Ask the refugees or the NGOs in Lebanon what they think is the best way to deal
with this crisis, they all give the same answer: “Simple, we need to find peace
in Syria.”
Aya lives
in a small makeshift camp by the sea, a few miles from Tripoli, with her two
sisters, two brothers and parents. A handful of refugees have settled here, on
wasteland by a cement factory. There is little protection from the elements,
the children get sores from insect bites and every day there is the threat of
eviction.
There are
no schools, there are no jobs, and they can’t afford medical treatment. The
UNHCR provides Aya’s family with food coupons, but there is no support for
accommodation or shelter. Each week the family gets further in debt.
Just a few
months earlier, their lives were so different. The family had their own
business in Idlib. Aya’s mother, Sihan, worked as a kindergarten teacher, the
kids were doing well at school. Aya’s condition, though bad, was being well
monitored, with trips to the doctor every two weeks. They were, according to
Sihan, very happy.
Then in
March this year their home was destroyed. For 10 days they hid in a basement
while the bombing continued. They had no electricity, water or toilet. When the
bombing stopped, they escaped and headed to a cousin’s house in a nearby
village. The journey to Lebanon, and relative safety, took a further two
months.
Sihan
suddenly stops recounting their story. “It shouldn’t be me telling you this, it
is Iman who saved Aya. She should tell you. She held her. Iman carried Aya all
the way from Syria.”
Iman is
sitting on the floor next to Aya; she’s just nine years old. “You carried her?”
I ask.
“Yes, I
have been carrying her since she was one year old. I can’t hold her like a baby
any more, so I hold her on my hip.
“When the
war came,” Iman takes up the story, “we hid in a store underground. I was
looking after my sister. All the time we were afraid because we could hear the
bombing. I was keeping Aya on my lap all the time, she was so scared.”
“She did
everything for her,” Sihan interjects. “She changed her dressings and changed
her clothes, she did everything for her. It took us two months to get here and
Iman carried her.”
I try to
imagine that journey. The risks and challenges for anyone fleeing though a
war-torn country are so great; but with a child in a wheelchair, a paralysed
partner or frail grandparent those challenges become near impossible.
Similarly,
being a carer is difficult and often overwhelming in the best of situations.

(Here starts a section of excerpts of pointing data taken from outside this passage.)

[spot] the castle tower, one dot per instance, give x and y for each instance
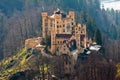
(44, 24)
(53, 40)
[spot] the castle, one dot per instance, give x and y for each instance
(67, 37)
(63, 30)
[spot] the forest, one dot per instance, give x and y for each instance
(21, 19)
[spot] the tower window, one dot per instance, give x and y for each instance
(57, 26)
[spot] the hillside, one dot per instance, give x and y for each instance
(24, 21)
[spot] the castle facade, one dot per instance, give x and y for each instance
(63, 30)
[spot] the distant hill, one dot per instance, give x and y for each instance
(21, 19)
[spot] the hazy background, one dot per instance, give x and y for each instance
(115, 4)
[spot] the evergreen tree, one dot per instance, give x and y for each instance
(98, 37)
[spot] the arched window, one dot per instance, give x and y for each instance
(68, 27)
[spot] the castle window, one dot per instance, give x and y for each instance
(57, 31)
(51, 24)
(57, 26)
(60, 26)
(63, 25)
(72, 23)
(68, 27)
(63, 30)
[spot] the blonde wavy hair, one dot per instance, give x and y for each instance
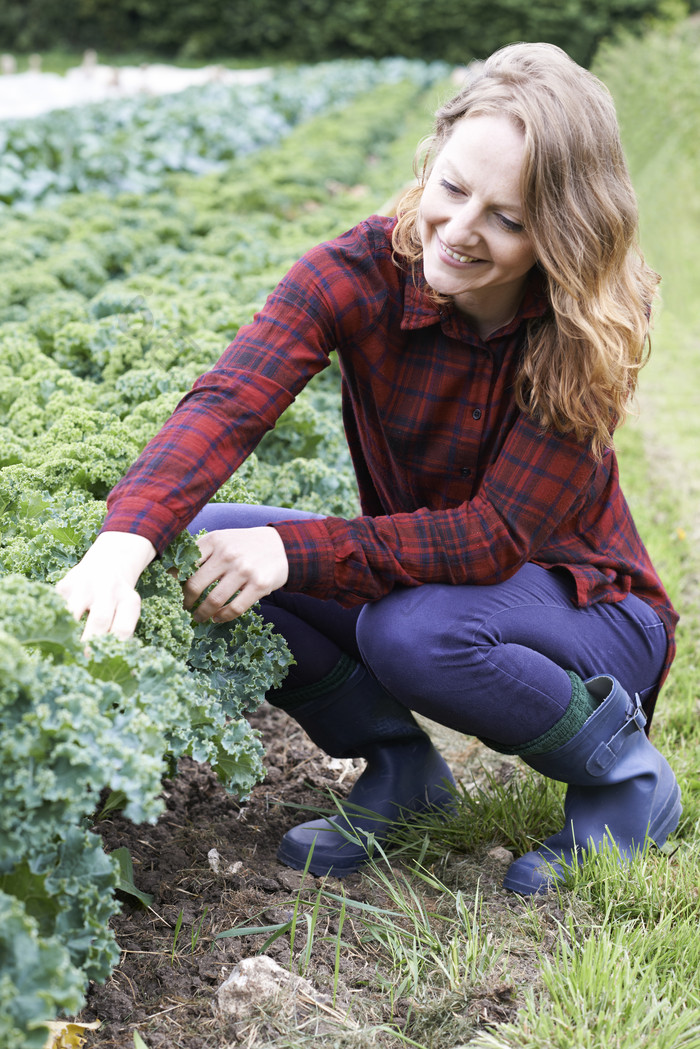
(580, 365)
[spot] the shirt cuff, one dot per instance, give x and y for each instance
(311, 556)
(148, 519)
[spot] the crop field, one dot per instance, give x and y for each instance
(145, 784)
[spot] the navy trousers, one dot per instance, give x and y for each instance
(487, 661)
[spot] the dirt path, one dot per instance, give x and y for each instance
(165, 988)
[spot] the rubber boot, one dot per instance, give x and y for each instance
(404, 774)
(621, 790)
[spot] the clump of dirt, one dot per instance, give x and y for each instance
(210, 865)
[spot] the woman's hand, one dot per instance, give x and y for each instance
(104, 583)
(249, 562)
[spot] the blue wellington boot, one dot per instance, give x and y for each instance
(404, 774)
(621, 790)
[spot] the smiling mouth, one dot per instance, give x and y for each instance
(455, 256)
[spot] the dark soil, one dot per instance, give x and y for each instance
(167, 980)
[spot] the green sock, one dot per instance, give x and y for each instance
(292, 699)
(573, 719)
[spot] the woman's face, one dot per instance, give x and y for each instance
(474, 248)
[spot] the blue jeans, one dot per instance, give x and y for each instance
(488, 661)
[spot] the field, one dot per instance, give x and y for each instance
(113, 299)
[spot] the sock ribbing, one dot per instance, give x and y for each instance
(295, 698)
(579, 709)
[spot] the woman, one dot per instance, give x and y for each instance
(489, 341)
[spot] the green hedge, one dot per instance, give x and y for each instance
(454, 30)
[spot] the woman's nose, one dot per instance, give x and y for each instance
(465, 223)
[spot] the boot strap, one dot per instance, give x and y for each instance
(606, 753)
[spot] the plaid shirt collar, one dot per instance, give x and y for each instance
(421, 311)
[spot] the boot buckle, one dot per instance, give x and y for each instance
(606, 753)
(638, 715)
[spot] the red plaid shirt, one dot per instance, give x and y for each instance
(457, 484)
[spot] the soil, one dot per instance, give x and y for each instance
(171, 963)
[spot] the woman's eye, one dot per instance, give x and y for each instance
(451, 189)
(509, 225)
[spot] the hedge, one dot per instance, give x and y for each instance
(454, 30)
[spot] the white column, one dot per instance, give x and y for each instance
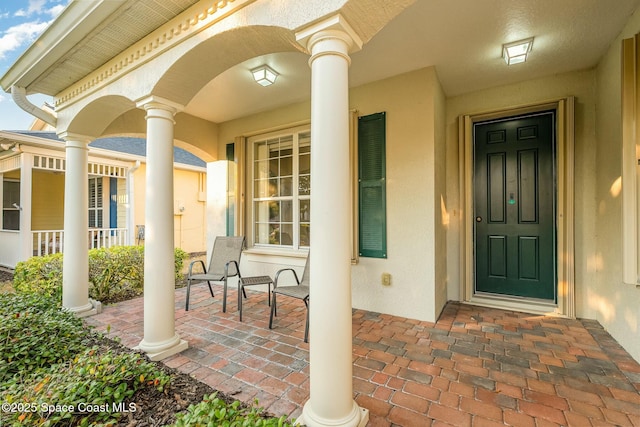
(331, 396)
(75, 267)
(160, 339)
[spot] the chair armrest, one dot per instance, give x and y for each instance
(275, 280)
(204, 269)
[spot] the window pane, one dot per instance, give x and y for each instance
(286, 210)
(274, 211)
(262, 234)
(304, 235)
(11, 220)
(305, 210)
(286, 166)
(262, 211)
(286, 186)
(273, 168)
(286, 236)
(304, 186)
(261, 187)
(305, 163)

However, trying to provide 24-hour care for somebody with a disability in a
makeshift tent, with no running water, sanitation or easy access to medical
care is unthinkable. Yet many are having to do just that.
Later that
day, as the sun drops and the temperatures become bearable, the children go out
to play. As always, Iman is carrying Aya. As I’ve spent more time with the
family I’ve noticed Aya’s feisty nature and how, being so full of life, she
brings happiness to those around her despite their terrible circumstances. Now,
as they start a game of hopscotch with the other children, Aya screams with
laughter and I finally see the photograph I’ve been searching for.
Raising my
camera I shoot a few frames and I’m done. I walk over to Aya, who’s now in her
wheelchair, and ask her, “You must love your sister very much?”
She pulls
a funny, quizzical face, then smiles as she stretches out her arms as wide as
she can. “This much,” she says. “I love her as much as the sea.”